Mais la fin de l’expérience napoléonienne qui a unifié l’Italie pour peu d’ans laissait les germes de ces idéals nationals qui devaient conduire à l’unité d’Italie. En cette période aussi à Florence on avait deux tendances politiques: l’une chrchait l’indépendance et voulait garder l’identité politique du Grand-Dûché; l’autre annexionniste qui prendait le parti au contraire, de l’annexion au royaume de la maison de Savoie, qui était entrain de entreprendre les premières guerres d’indépendance.
Florence a été un but important pour ceux qui ont contribué à diffuser le mythe de l’unité d’Italie; entre eux Ugo Foscolo qui a dédié "Dei Sepolcri" à l’église de Santa Croce et Alessandro Manzoni qui a choisi le florentin cultivé comme la langue modèle pour la naissance de l’ "italien".
En cette période d’agitations politiques on a réalisé la première gare florentine du 1847 déplacée puis l’année suivante pour l’approcher au centre de la ville, en outre en 1851 une convention entre les états italiens permit un premier chemin de fer qui reliaiet les plus grandes régions de l’Italie Centre-Septentrionale.

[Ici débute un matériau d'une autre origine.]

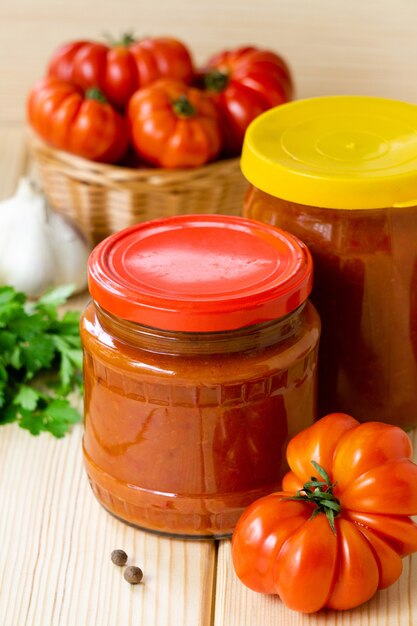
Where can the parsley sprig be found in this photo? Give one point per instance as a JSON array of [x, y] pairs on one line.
[[40, 361]]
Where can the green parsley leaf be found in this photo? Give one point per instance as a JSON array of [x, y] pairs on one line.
[[40, 362]]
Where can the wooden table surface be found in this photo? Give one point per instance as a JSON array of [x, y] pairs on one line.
[[56, 540]]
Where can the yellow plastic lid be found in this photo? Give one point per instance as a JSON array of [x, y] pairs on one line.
[[342, 152]]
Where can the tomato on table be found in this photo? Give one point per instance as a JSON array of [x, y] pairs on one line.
[[340, 527]]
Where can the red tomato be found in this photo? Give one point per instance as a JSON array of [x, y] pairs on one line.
[[244, 83], [173, 125], [118, 71], [333, 537], [83, 124]]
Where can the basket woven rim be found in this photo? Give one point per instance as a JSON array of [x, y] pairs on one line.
[[119, 173]]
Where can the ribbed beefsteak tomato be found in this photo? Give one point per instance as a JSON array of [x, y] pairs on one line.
[[84, 124], [119, 70], [338, 530], [244, 83], [173, 125]]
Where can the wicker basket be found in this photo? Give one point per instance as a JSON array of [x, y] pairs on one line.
[[102, 199]]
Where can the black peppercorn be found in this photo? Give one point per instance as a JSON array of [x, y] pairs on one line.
[[119, 557], [133, 574]]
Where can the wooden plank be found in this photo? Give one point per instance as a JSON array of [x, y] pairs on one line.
[[333, 47], [237, 605], [55, 567]]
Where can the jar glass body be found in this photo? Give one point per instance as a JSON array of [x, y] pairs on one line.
[[184, 430], [365, 289]]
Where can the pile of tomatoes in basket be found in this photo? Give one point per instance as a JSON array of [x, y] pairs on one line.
[[146, 98]]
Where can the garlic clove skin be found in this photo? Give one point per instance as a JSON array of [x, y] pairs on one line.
[[38, 248], [70, 250], [26, 261]]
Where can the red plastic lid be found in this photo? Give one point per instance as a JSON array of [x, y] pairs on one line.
[[200, 273]]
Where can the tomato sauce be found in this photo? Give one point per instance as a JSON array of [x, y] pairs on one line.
[[184, 428]]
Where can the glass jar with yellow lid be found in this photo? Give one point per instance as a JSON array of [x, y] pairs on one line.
[[340, 172]]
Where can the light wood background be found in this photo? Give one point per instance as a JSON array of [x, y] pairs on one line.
[[334, 46], [56, 540]]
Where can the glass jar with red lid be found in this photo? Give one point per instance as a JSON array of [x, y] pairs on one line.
[[340, 173], [200, 351]]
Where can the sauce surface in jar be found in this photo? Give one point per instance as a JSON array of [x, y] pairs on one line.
[[200, 351], [341, 174]]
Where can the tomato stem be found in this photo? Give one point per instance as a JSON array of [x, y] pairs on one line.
[[183, 107], [125, 40], [216, 80], [94, 93], [320, 493]]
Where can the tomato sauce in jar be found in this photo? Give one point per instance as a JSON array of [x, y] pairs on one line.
[[341, 174], [200, 351]]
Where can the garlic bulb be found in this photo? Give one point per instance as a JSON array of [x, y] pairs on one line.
[[38, 248]]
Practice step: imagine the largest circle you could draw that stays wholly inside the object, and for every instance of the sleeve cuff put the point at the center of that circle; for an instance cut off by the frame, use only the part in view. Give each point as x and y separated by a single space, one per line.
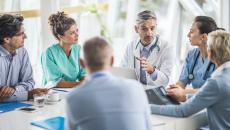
154 75
18 96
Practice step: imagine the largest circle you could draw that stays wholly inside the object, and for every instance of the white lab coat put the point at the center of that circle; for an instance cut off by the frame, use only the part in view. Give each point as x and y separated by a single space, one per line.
161 58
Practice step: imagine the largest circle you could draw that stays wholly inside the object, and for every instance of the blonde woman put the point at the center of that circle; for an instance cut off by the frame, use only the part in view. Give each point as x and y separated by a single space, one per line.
61 62
214 94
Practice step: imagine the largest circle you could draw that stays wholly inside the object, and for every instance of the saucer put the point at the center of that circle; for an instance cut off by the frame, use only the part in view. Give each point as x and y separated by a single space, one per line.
51 102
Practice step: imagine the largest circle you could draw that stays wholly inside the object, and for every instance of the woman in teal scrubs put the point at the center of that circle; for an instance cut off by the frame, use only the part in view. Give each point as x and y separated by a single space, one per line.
197 68
61 61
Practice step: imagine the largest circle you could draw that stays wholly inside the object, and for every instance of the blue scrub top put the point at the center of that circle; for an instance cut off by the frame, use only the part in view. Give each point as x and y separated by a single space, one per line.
200 68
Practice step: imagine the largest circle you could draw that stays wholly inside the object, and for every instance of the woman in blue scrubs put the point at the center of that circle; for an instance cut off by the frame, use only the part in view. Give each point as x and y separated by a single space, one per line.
61 62
197 68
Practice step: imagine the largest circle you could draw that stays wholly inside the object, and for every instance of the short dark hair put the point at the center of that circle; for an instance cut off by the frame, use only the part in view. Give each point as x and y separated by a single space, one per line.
145 15
97 52
9 25
205 24
60 23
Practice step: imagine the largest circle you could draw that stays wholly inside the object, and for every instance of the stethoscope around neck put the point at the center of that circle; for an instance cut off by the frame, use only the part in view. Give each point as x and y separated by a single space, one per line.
205 76
155 45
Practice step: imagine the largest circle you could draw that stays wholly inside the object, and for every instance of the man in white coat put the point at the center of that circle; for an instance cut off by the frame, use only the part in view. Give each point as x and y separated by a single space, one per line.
149 55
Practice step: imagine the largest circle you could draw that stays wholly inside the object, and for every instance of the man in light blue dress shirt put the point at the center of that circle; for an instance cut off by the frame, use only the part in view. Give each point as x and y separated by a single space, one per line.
16 82
105 102
215 93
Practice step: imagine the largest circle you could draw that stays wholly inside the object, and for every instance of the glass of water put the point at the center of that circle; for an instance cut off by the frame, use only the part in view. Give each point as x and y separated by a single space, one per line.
39 100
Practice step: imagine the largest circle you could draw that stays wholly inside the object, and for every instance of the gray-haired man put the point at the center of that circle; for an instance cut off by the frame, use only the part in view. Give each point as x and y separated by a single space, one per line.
149 55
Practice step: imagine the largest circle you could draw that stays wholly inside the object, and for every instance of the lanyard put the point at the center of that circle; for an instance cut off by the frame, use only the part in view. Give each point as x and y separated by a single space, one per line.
155 45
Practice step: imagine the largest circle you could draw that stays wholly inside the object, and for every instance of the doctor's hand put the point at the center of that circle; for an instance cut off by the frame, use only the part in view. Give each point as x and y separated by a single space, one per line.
38 91
177 92
6 91
146 66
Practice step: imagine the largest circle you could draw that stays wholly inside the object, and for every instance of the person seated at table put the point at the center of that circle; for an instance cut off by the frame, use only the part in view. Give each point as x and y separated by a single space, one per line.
197 68
16 82
61 61
214 94
103 101
150 55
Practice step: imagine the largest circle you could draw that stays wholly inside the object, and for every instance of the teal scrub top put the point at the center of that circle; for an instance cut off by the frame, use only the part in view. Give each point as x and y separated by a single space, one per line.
57 66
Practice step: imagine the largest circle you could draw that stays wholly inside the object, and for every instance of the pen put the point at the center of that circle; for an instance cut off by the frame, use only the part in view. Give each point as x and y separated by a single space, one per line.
61 90
138 58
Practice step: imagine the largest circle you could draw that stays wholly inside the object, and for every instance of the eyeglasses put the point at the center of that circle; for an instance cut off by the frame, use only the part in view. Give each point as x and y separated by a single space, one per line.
20 34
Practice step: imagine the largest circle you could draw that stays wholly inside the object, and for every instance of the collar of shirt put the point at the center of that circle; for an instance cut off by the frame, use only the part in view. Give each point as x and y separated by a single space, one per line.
148 46
4 52
220 68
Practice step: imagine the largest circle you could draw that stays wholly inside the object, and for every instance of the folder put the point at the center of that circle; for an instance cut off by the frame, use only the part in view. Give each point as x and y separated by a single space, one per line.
10 106
55 123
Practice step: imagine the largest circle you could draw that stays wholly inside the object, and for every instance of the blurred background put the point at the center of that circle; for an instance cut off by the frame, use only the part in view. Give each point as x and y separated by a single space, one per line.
115 20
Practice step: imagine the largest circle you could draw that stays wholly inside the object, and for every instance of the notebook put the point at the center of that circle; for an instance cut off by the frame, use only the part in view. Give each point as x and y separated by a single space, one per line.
10 106
124 72
55 123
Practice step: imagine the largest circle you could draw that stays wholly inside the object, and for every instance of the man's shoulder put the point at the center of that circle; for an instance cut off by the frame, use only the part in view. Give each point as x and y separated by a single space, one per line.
22 51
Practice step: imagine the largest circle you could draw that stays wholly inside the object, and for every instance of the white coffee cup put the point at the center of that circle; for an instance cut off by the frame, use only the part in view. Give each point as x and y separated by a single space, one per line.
53 97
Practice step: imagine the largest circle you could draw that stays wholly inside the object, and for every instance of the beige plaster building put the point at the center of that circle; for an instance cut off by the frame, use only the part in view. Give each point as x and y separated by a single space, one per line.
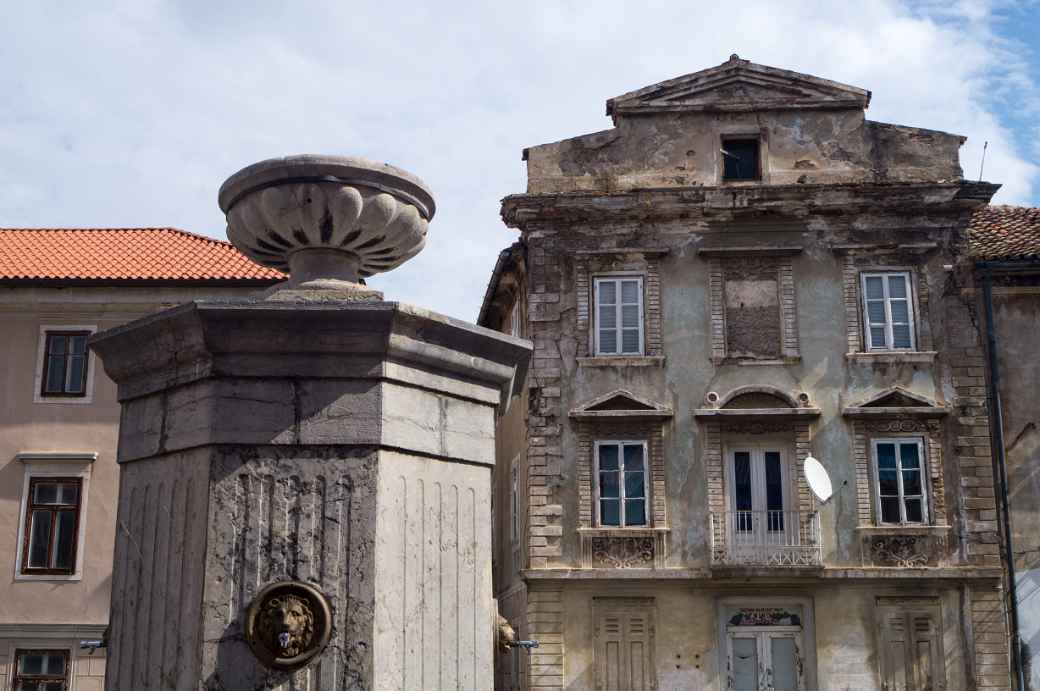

Mais les changements, les plus grands sur la ville se sont passés quand la capitâle du nouveau Royame d’Italie fût déplacée de Turin à Florence; en cette période la ville méprisante de son hystoire plus que centenaire, a commencé à rivaliser avec la grande capitâle du temps: Paris. On a démoli les murs, on a créé le boulevard, on a détruit le ghetto hébren en tirant de lui l’actuelle Place de la République, on a arrangé Place Michelangelo et on a bâti le marché de San Lorenzo (inspiré aux Halles).

Après l’expérience de capitâle italienne, Florence n’a pas perdu l’impulsion artistique, ainsi on a complété la façade de la Cathèdrale par Emanuele de Fabris et on a bâti la Synagogue (oeuvre de Marco Treves et Vincenzo Michele 1872 -74).

Après l’époque fasciste, qui avait vu une certaine prolifération artistique (construction de la Gare de S.M. Novella, la Bibliothèque Nationale, le Stade et l’institution du Mai musical), à l’implusion à la création, on a remplacé celle de la restauration qui a permis de réevaluer l’immense patrimoine artistique qu’on peut encore admirer en visitant la ville.